New conserved tensors and Brans-Dicke type field equation, using integrability condition

TL;DR

This paper introduces new conserved tensors for scalar fields in Minkowski space, derives Brans-Dicke type field equations without the principle of equivalence, and extends to modified gravity theories using integrability conditions.

Contribution

It presents novel off-shell and on-shell conserved quantities for scalar fields and derives Brans-Dicke and modified gravity field equations from integrability conditions.

Findings

New conserved tensors related to scalar field kinematics.

Derivation of Brans-Dicke type equations without equivalence principle.
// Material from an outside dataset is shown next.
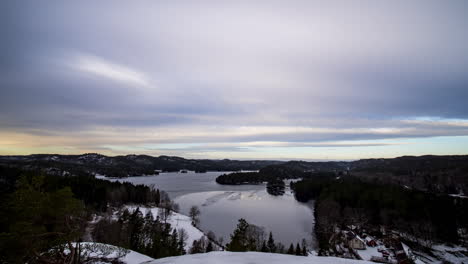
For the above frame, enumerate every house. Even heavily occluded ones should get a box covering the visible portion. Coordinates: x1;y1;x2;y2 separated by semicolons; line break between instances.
348;236;366;250
366;236;377;247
Field equations for modified gravity from curvature scalar.

Abstract

We explore some new off-shell and on-shell conserved quantities for a scalar field in Minkowski space, using integrability condition. The off-shell conserved tensors are related to the kinematics of the field, while a linear combination of the off-shell and the on-shell conserved tensors ends up with the energy-momentum tensor for the scalar field. In the curved background, using Ricci and Bianchi identities, Brans-Dicke type field equations emerge, without requiring the principle of equivalence. Further, starting from the curvature scalar and using these identities, the field equations for modified gravity (Einstein-Hilbert action in the presence of higher-order terms) follows.